Oscar Winner Stars in Heartfelt Role in PETA Video About Cruelty to Great Apes Used in Film and Television

For Immediate Release: August 27, 2008

Contact: Michael McGraw 757-622-7382

Los Angeles — “Having worked with actors for many years, I find it hard to believe that anyone would have to be dragged, kicking and screaming, into show business. But the next time that you see a chimpanzee in a movie, on TV, or in an ad, chances are, that’s exactly what happened.” So says Academy Award-winning actor Anjelica Huston in a hard-hitting new video that she hosted for PETA, in which she exposes a type of abuse that tears at her heart: the use and abuse of young chimpanzees and orangutans by the entertainment industry.

In the video–which PETA is sending on her behalf to Hollywood producers and directors and to advertising agencies along with a plea to end all use of great apes–Huston explains, “It’s a sad story that starts when the animals are babies, when they are torn away from their mothers and forced to depend upon human trainers.
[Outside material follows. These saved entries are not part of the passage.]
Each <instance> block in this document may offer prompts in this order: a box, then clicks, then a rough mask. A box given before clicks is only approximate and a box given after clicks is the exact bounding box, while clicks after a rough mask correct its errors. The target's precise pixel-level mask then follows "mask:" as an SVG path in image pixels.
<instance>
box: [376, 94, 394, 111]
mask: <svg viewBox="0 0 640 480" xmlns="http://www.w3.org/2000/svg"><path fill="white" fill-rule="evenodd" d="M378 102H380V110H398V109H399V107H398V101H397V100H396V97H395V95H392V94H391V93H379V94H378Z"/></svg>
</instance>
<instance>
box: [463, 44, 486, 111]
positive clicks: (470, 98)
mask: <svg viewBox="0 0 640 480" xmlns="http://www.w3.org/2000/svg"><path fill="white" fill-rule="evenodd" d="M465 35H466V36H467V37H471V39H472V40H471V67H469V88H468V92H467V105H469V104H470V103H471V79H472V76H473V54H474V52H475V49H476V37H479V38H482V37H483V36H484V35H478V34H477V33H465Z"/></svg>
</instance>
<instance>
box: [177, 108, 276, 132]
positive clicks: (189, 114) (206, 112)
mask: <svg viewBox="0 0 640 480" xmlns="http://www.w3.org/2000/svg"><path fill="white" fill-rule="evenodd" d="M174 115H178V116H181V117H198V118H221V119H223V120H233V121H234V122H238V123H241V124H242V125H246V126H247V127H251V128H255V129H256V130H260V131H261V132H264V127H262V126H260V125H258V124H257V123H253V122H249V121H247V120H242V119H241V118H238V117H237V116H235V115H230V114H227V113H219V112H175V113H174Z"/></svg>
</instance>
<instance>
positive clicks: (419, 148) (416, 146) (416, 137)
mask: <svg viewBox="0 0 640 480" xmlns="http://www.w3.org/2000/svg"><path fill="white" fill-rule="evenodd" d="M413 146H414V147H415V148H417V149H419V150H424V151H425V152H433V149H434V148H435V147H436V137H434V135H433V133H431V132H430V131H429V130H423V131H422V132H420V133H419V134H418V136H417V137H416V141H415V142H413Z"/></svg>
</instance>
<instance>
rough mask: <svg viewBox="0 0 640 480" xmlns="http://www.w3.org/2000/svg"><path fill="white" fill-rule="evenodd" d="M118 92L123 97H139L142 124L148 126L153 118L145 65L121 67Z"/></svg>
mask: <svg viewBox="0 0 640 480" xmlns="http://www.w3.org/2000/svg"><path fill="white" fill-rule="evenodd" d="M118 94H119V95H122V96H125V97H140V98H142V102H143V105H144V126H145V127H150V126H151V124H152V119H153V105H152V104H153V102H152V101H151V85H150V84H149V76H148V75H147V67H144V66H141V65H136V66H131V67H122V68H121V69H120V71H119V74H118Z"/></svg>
Great ape mothers are fiercely protective of their newborns, which means that they must be tricked, sedated, or forcibly restrained when their infants are pulled from their arms. This cruel practice leaves lifelong emotional scars on both the mothers–who go into a deep depression–and the babies.”

Huston goes on to describe how young animals are beaten with fists and kicked in the head during terrifying training sessions. Trainers have also used sawed-off pool cues and electric shocks to make young animals obey and perform meaningless and confusing tricks on the set over and over again for long hours at a time. By age 8, young chimpanzees and orangutans used in the entertainment industry have grown too strong to be handled, and PETA has found them discarded–often at dismal roadside zoos or filthy pseudo-sanctuaries. There, they can languish for decades–chimpanzees can live to age 60–in barren cages or dank, barren concrete cells with nothing to do and no companionship.

Reports of abuse continue to plague Hollywood productions that use great apes. In the filming of this year’s box office bomb Speed Racer, a young chimpanzee was hit on the set. PETA is asking the entertainment industry to use only computer-generated imagery (CGI) or animatronics when scripts call for animals.